Voyage

« Donc, dites tout ce qui vous passe par l’esprit. Comportez-vous à la manière d’un voyageur qui, assis près de la fenêtre de son compartiment, décrirait le paysage tel qu’il se déroule à une personne placée derrière lui. » S. Freud in La technique psychanalytique, Le début du traitement, 1913.

C’est en 1913, que S. Freud use de la métaphore ferroviaire comme voyage intérieur pour expliquer à ses analysants la méthode psychanalytique et énoncer la règle fondamentale de la libre association d’une part et de la libre écoute et de l’attention flottante, d’autre part.

C’est d’ailleurs au cours d’un voyage réel en train en 1897 en Italie vers le cœur de l’art qu’il pose les fondements de la psychanalyse. Le train devient son mode de transport et de transfert vers l’art et vers l’inconscient. Il associe en quelque sorte l’art de voyager et l’art de psychanalyser, le voyage intérieur n’étant accessible que par des boucles et des détours parfois sinueux, des égarements aussi.

De quelle manière un analysant va-t-il évoquer le paysage ? Sera-t-il mobile, changeant, coloré, contrasté ou plutôt répétitif et figé ? Quelles images apparaîtront ?

Le voyage est une expérience de séparation et de transformation interne qui se produit à travers la rupture spatiale et temporelle que crée, par exemple, un voyage en train. Il comporte sa part d’excitation et d’angoisse telle une figure du désir et de la pulsion susceptible d’animer et de contrarier tout un chacun. Voyager suppose de se mouvoir vers l’ailleurs, vers d’autres lieux qui se créent avec le déplacement.

Se mouvoir vers une terre étrangère, l’inconscient, dans le voyage introspectif.

L’expédition intérieure est une sorte de dégagement et peut être d’exil. Se dégager du familier, d’une histoire, d’une enfance, d’un passé, d’une lignée pour être en mesure d’y revenir sans les entraves.

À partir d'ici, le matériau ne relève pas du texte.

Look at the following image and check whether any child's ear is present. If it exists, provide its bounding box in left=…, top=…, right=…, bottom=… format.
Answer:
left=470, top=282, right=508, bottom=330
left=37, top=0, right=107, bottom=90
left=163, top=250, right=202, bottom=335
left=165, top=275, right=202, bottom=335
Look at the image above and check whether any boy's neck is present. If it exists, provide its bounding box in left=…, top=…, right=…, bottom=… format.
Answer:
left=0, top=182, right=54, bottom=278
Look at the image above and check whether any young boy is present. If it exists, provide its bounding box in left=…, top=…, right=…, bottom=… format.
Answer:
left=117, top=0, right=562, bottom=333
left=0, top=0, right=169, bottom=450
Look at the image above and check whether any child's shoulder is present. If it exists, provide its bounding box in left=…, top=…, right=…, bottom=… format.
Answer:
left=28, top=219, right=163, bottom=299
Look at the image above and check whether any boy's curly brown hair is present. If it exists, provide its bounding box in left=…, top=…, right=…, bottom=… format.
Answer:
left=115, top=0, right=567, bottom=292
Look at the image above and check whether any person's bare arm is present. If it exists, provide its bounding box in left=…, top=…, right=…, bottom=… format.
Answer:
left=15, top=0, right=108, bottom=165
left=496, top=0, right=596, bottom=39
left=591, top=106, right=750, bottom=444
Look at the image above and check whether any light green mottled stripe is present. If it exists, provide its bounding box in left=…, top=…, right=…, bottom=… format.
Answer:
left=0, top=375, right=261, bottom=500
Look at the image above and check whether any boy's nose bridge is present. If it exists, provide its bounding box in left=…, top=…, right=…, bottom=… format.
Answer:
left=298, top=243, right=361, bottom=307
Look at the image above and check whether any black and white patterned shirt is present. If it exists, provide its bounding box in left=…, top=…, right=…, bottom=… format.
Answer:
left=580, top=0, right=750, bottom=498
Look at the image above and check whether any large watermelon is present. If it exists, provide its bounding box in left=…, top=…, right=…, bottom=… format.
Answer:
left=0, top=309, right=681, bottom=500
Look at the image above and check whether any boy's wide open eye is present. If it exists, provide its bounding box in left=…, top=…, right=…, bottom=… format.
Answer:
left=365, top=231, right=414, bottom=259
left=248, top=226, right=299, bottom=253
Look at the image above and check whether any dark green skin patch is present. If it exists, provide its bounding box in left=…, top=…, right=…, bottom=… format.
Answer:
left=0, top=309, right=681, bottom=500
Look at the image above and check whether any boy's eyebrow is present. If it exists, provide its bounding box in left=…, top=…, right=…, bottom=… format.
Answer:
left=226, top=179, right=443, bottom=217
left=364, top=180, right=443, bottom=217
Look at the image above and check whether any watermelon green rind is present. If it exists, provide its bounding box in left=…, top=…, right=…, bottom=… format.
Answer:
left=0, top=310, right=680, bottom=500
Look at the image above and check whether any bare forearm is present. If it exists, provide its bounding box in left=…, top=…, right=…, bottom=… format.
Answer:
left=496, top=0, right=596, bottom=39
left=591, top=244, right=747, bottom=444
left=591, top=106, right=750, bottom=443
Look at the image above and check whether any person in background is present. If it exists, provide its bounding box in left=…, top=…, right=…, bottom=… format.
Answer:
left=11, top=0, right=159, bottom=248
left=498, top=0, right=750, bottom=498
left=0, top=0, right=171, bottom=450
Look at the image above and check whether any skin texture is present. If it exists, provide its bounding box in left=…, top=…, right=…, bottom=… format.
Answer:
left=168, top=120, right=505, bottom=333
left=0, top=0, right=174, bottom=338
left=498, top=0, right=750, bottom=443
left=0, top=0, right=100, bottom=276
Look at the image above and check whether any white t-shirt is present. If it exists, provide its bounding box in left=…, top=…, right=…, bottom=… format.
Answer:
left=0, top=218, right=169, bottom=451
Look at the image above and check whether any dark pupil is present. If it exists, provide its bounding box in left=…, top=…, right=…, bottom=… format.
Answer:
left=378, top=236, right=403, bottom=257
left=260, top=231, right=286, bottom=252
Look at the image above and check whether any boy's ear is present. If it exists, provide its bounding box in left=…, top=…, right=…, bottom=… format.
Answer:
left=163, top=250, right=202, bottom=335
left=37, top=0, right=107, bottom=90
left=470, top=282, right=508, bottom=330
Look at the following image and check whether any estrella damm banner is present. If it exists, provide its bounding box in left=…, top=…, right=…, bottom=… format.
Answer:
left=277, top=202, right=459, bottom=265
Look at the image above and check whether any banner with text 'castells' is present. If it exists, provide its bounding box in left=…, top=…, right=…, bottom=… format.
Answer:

Le voyage est proche aussi, sur certains points, du travail de deuil et de perte permettant l’accès à une possible passagereté et à de nouveaux lieux psychiques. Proche de l’expérience d’un lâcher prise permettant de vivre la fugacité d’un mouvement, d’un moment sans y rester mélancoliquement englué.

Et pourtant, la psychanalyse demande du temps et travaille avec le temps car l’inconscient ne se saisit pas en temps réel dans l’immédiateté et l’instantanéité dont notre époque est friande.

L’inconscient se saisit avec le temps, un travail de traduction, un processus de deuil créant l’histoire et l’historique, le passage de l’original au traduit, de l’image aux mots, du visuel à l’oral.

Une psychanalyse est un don de temps et de délai, de suspension, d’attente mais aussi d’indispensable après-coup.